Domingo VI da Páscoa: «Dar a razão da nossa esperança»

At 8,5-8.14-17; Sl 66; 1 Pe 3,15-18; Jo 14,15-21 

1. O texto que o Evangelho deste Domingo VI da Páscoa (João 14,15-21) nos oferece enquadra-se naquele monumental Testamento que, no IV Evangelho, Jesus pronuncia, em ondas sucessivas, após a Ceia com os seus Discípulos (João 13,12-17,26). Neste imenso texto, cujas linhas temáticas vêm e refluem e voltam a vir e a refluir, à maneira das ondas do mar que vêm sobre a praia, refluem e voltam, assistimos hoje ao primeiro dos cinco dizeres de Jesus, no IV Evangelho, relativos à Vinda do Espírito Santo Paráclito (paráklêtos), isto é, Defensor [Advogado de defesa], Consolador e Intérprete. Este último significado deriva do aramaico paráklita, dos rabinos, que não tem o significado usual do grego (Defensor e Consolador), mas Intérprete, aquele que traduz Deus para nós e nós para Deus, fonte e ponte permanente de comunicação, compreensão e comunhão. O Espírito Paráclito é assim o grande construtor de pontes, comunhão e hifenização entre nós uns com os outros e com Deus. É, por isso, que Ele é o Amor, porque destrói todos os muros, preconceitos, ódios, divisões, incompreensões, asperezas, e faz nascer harmonia, amor, paz, comunhão, comunicação. Eis os cinco mencionados dizeres de Jesus, no IV Evangelho, sobre a Vinda do Espírito Santo, sempre dita no futuro: João 14,16; 14,26; 15,26; 16,7; 16,13-15.

2. O texto de hoje põe Jesus a dizer que, a seu pedido, o Pai nos dará outro Paráclito (állon paráklêton) (João 14,16). Outro. Este outro é o Espírito Santo. Mas o facto de Jesus dizer «outro Paráclito» faz-nos entender que Ele é também Paráclito, portanto, que é também nosso Defensor, Consolador e Intérprete, como de resto surge afirmado com todas as letras na Primeira Carta de S. João 2,1: «Temos um Defensor (paráklêtos) junto do Pai, Jesus Cristo, o Justo».

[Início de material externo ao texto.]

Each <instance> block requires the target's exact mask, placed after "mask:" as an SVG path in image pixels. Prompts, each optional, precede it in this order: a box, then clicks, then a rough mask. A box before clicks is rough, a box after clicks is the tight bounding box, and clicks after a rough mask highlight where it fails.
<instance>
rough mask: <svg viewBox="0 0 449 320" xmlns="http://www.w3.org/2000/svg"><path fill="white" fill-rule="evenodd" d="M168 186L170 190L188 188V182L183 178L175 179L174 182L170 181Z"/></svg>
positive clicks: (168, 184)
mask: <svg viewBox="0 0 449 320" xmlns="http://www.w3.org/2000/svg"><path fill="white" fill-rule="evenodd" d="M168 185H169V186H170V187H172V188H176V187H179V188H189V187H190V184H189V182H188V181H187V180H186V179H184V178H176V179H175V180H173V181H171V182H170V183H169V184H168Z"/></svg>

3. O primeiro enviado do Pai é então o seu Filho, Jesus, que cumpre e revela o conteúdo da própria missão. O segundo enviado é o Espírito Paráclito. O Filho e o Espírito são, no dizer do grande bispo e teólogo Ireneu de Lião (130-202), as duas mãos do Pai amorosamente estendidas e enviadas em missão à humanidade. O Pai é, em relação aos dois, o enviante; o Filho e o Espírito são, em relação ao Pai, ambos enviados. Confrontando os textos, vemos que há semelhança da relação entre o Pai e o Paráclito com a relação entre o Pai e o Filho: ambas são expressas pelo mesmo verbo «enviar» (pémpô). Mas, juntamente com a semelhança, deparamos também com diferenças. A primeira diferença está no facto de, em relação ao Filho, o verbo enviar estar no passado, encontrando-se no futuro em relação ao Paráclito. O envio de Jesus pelo Pai já se realizou, bem patente nas expressões: «O Pai que me enviou» (João 5,23.37; 6,44; 8,16.18; 12,49; 14,24) e «Aquele que me enviou» (João 4,34; 5,24.30; 6,38.39.40; 7,16.28.33; 8,26.29; 9,4; 12,44-45; 13,20; 15,21; 16,5). De modo diferente, o envio do Paráclito é anunciado, mas deve ainda realizar-se no futuro, como se verifica na expressão: «O Pai enviá-lo-á no meu nome» (João 14,26), do mesmo modo, que a sua tarefa de «ensinar» e «recordar» aparece igualmente enunciada no futuro (João 14,26). A segunda diferença reside no facto de o envio de Jesus ser feito diretamente pelo Pai, sem intermediários, enquanto que o envio do Espírito Paráclito é feito pelo Pai mediante a intervenção de Jesus, traduzida pela expressão «no meu nome» (João 14,26). E em duas das demais passagens relativas ao envio do Paráclito, é mesmo referido que o próprio Jesus é o sujeito direto do verbo enviar: «Eu enviá-lo-ei de junto do Pai» (João 15,26); «Quando eu for, enviá-lo-ei para junto de vós» (João 16,7). E o que se passa com o verbo «enviar» em termos de passado e futuro, passa-se também com o verbo «dar» (dídômi): «Deus (ho theós)… deu (édôken) o seu Filho unigénito» (João 3,16), e «dará (dôsei) a vós outro Paráclito» (João 14,16). 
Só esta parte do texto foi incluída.